About me: My name is Solène Rapenne, pronouns she/her. I like learning and sharing knowledge. Hobbies: '(BSD OpenBSD Qubes OS Lisp cmdline gaming security QubesOS internet-stuff). I love percent and lambda characters. OpenBSD developer solene@. No AI is involved in this blog.
Contact me: solene at dataswamp dot org or @solene@bsd.network (mastodon).
You can sponsor my work financially if you want to help me writing this blog and contributing to Free Software as my daily job.
Written by Solène, on 01 June 2021.
Tags:
#gearbsd
#rex
#openbsd
I love NixOS and Guix for their easy system configuration and easy jumping from one machine to another by using your configuration file.
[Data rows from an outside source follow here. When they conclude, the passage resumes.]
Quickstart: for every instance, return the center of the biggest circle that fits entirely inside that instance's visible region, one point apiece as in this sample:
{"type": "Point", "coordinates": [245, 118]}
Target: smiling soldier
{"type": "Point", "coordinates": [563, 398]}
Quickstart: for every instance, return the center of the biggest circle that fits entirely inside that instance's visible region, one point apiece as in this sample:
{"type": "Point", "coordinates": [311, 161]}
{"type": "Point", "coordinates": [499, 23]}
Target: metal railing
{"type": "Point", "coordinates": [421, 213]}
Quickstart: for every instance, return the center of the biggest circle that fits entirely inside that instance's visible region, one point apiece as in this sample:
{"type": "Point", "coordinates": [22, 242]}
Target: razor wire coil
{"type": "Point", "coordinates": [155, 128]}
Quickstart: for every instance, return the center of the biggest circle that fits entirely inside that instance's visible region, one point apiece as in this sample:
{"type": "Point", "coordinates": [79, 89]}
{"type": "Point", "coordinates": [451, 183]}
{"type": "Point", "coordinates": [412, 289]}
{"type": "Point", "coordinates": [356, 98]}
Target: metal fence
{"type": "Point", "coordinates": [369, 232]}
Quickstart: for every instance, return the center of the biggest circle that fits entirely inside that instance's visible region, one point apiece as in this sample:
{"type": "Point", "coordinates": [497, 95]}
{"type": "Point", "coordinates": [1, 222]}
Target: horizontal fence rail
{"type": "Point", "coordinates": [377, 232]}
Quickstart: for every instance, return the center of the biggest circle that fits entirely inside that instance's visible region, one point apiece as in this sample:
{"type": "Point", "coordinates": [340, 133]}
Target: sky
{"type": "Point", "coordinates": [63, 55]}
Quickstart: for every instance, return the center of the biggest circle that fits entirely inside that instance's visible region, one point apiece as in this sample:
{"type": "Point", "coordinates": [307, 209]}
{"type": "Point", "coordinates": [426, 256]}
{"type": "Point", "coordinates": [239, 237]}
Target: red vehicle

To some extent, I want to make it possible to do so on OpenBSD with a collection of parametrized Rex modules, allowing to configure your system piece by piece from templates that you feed with variables.
Let me introduce you to GearBSD, my project to do so.
You need to clone https://tildegit.org/solene/gearbsd using git and you also need to install Rex with pkg_add p5-Rex.
Use cd to enter into a directory like openbsd/pf (the only one module at this time), edit the Rexfile to change the variables as you want and run "doas rex configure" to apply.
Video example (asciinema recording)
The PF module has a few variables, in TCPports and UDPports you can list ports or ports ranges that will be allowed, if no ports are in the list then the "pass" rules for that protocol won't be there.
If you want to enable nat on em0 for your wg0 interface, set "nat" to 1, "nat_from_interface" to "wg0" and "nat_to_interface" to "em0" and the code will take care of everything, even enabling the sysctl for port forwarding.
It's only a start but I want to work hard on it to make OpenBSD a more accessible system for everyone, and more pleasant to use.